6) Create a decision tree with the 20-80 splitting from above and name it wine_tree. In several cells,

compute accuracy in test and training data
compute and plot the most important features in classification
plot the wine_tree Note: if you have lots of trouble using graphviz for plotting trees as shown in the textbook, you could try using the plot_tree command from sklearn, similar to

from sklearn import tree
tree.plot_tree(clf)

[Make sure you also write text that explains the numbers you copmute, like “Acc. in training: 87%”]

7) Look at the leaves with [1,0,0] and [2,0,0] examples; we might want to prune these leaves to reduce potential overfitting. Create a new decision tree (call it pruned_tree) that allows only leaves with 5 or more data examples. [Hint: you might want to look at the feature min_samples_leaf]

8) In several cells,

compute accuracy in test and training data of the pruned_tree
compute and plot the most important features in classification
plot the pruned_tree

Q9) How many it-then rules are in the pruned_tree? Write down such a complete if-then rule. [Side note, so you do not have to submit an answer to the following question, but try this out because it is important for your learning: try creating your prunned tree with min_samples_leaf = 30 instead of min_samples_leaf = 5. What do you notice? Is rour tree prunned even more? What happened to the test accuracy in this newly prunned tree vs the original tree?]
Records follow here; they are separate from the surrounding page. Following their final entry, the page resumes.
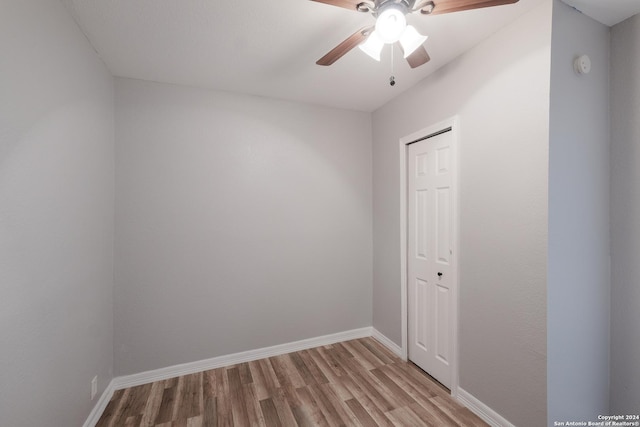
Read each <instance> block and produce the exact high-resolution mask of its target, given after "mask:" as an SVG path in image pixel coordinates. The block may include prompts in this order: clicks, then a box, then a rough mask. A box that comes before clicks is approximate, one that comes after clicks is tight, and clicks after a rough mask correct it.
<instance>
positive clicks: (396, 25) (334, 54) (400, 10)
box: [312, 0, 518, 68]
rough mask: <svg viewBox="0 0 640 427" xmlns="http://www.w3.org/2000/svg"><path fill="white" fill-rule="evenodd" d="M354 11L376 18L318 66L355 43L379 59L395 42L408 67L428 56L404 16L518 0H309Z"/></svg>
mask: <svg viewBox="0 0 640 427" xmlns="http://www.w3.org/2000/svg"><path fill="white" fill-rule="evenodd" d="M312 1H315V2H318V3H325V4H329V5H332V6H338V7H342V8H344V9H350V10H353V11H356V12H362V13H371V14H372V15H373V17H374V18H376V23H375V25H370V26H367V27H364V28H361V29H359V30H358V31H356V32H355V33H353V34H352V35H351V36H349V37H348V38H347V39H346V40H344V41H343V42H342V43H340V44H339V45H338V46H336V47H334V48H333V49H332V50H331V51H329V53H327V54H326V55H325V56H323V57H322V58H320V59H319V60H318V61H316V64H318V65H325V66H328V65H331V64H333V63H334V62H336V61H337V60H338V59H340V58H342V57H343V56H344V55H345V54H346V53H347V52H349V51H350V50H351V49H353V48H354V47H356V46H358V47H359V48H360V49H361V50H362V51H363V52H365V53H366V54H367V55H369V56H371V57H372V58H373V59H375V60H377V61H380V52H381V51H382V48H383V47H384V45H385V44H394V43H398V44H399V45H400V49H401V51H402V53H403V55H404V57H405V59H406V60H407V62H408V63H409V66H410V67H411V68H416V67H419V66H420V65H423V64H426V63H427V62H429V60H430V59H431V58H429V54H428V53H427V50H426V49H425V48H424V46H423V43H424V42H425V41H426V40H427V37H426V36H423V35H421V34H420V33H418V31H417V30H416V29H415V28H414V27H413V26H411V25H407V21H406V15H407V14H409V13H419V14H422V15H442V14H445V13H452V12H460V11H463V10H471V9H479V8H483V7H491V6H501V5H505V4H512V3H517V2H518V0H312Z"/></svg>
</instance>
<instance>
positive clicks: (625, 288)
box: [611, 15, 640, 414]
mask: <svg viewBox="0 0 640 427" xmlns="http://www.w3.org/2000/svg"><path fill="white" fill-rule="evenodd" d="M611 165H612V170H611V227H612V230H611V231H612V236H611V237H612V241H611V246H612V288H611V303H612V304H611V413H614V414H627V413H633V414H636V413H638V408H640V370H638V361H639V360H640V286H639V283H640V15H636V16H635V17H633V18H630V19H628V20H627V21H624V22H622V23H620V24H618V25H616V26H615V27H613V30H612V33H611Z"/></svg>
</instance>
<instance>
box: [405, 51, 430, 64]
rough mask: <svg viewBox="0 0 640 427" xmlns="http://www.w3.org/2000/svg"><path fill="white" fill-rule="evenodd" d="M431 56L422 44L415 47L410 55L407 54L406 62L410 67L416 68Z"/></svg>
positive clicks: (427, 61)
mask: <svg viewBox="0 0 640 427" xmlns="http://www.w3.org/2000/svg"><path fill="white" fill-rule="evenodd" d="M430 60H431V58H430V57H429V54H428V53H427V49H425V48H424V46H420V47H419V48H417V49H416V50H415V51H414V52H413V53H412V54H411V55H409V56H407V62H408V63H409V66H410V67H411V68H417V67H419V66H421V65H423V64H426V63H427V62H429V61H430Z"/></svg>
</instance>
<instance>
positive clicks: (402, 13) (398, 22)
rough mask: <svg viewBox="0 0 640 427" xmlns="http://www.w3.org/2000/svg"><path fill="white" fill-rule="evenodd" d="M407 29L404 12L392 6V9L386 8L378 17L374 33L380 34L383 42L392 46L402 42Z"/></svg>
mask: <svg viewBox="0 0 640 427" xmlns="http://www.w3.org/2000/svg"><path fill="white" fill-rule="evenodd" d="M406 27H407V18H405V16H404V11H401V10H400V8H399V7H397V6H396V5H395V4H392V5H391V7H386V8H385V9H384V10H383V11H382V12H381V13H380V14H379V15H378V18H377V19H376V30H375V31H374V32H375V33H378V36H380V38H381V39H382V41H383V42H385V43H386V44H391V43H395V42H397V41H398V40H400V36H402V33H403V32H404V30H405V28H406Z"/></svg>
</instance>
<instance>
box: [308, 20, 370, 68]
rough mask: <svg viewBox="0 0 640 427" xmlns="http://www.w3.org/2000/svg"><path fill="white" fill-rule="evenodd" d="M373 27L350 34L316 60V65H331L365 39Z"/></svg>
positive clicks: (360, 30) (363, 29) (365, 28)
mask: <svg viewBox="0 0 640 427" xmlns="http://www.w3.org/2000/svg"><path fill="white" fill-rule="evenodd" d="M372 29H373V27H364V28H361V29H359V30H358V31H356V32H355V33H353V34H352V35H350V36H349V37H348V38H347V39H346V40H345V41H343V42H342V43H340V44H339V45H338V46H336V47H334V48H333V49H332V50H331V51H330V52H329V53H327V54H326V55H325V56H323V57H322V58H320V59H318V60H317V61H316V64H318V65H325V66H326V65H331V64H333V63H334V62H336V61H337V60H338V59H340V58H342V57H343V56H344V54H346V53H347V52H349V51H350V50H351V49H353V48H354V47H356V46H358V45H359V44H360V43H362V42H363V41H365V39H366V38H367V37H368V36H369V33H371V30H372Z"/></svg>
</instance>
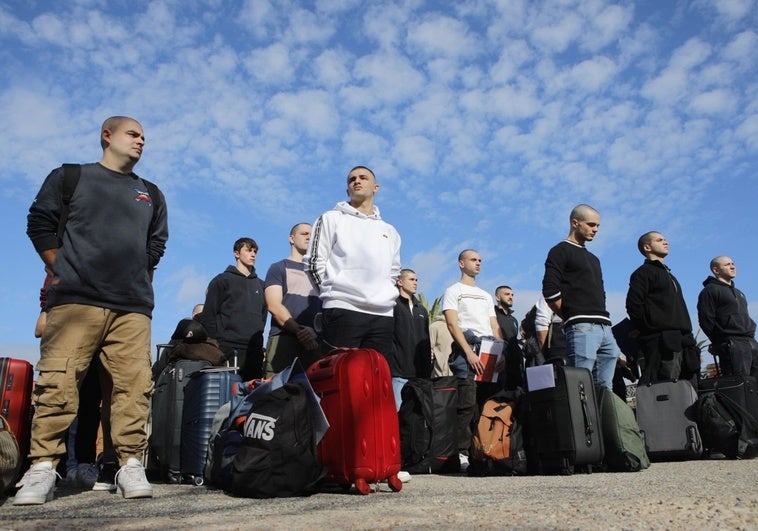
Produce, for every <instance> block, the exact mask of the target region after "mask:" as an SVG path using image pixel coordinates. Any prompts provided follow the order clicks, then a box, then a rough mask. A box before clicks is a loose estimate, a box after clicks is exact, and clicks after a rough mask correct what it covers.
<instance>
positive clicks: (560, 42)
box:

Q10) How many leaves are prunned in the wine_tree to obtain the pruned_tree?

Q11) In which of the two trees is the accuracy in test data higher? Is the difference in testing data accuracy for those two trees large?

Q12) Related to the question above, if I am an expert domain in wine (oenologist), and I am choosing the pruned_tree over the wine_tree, am I wrong? If not, why not? Be brief but clear in your justification.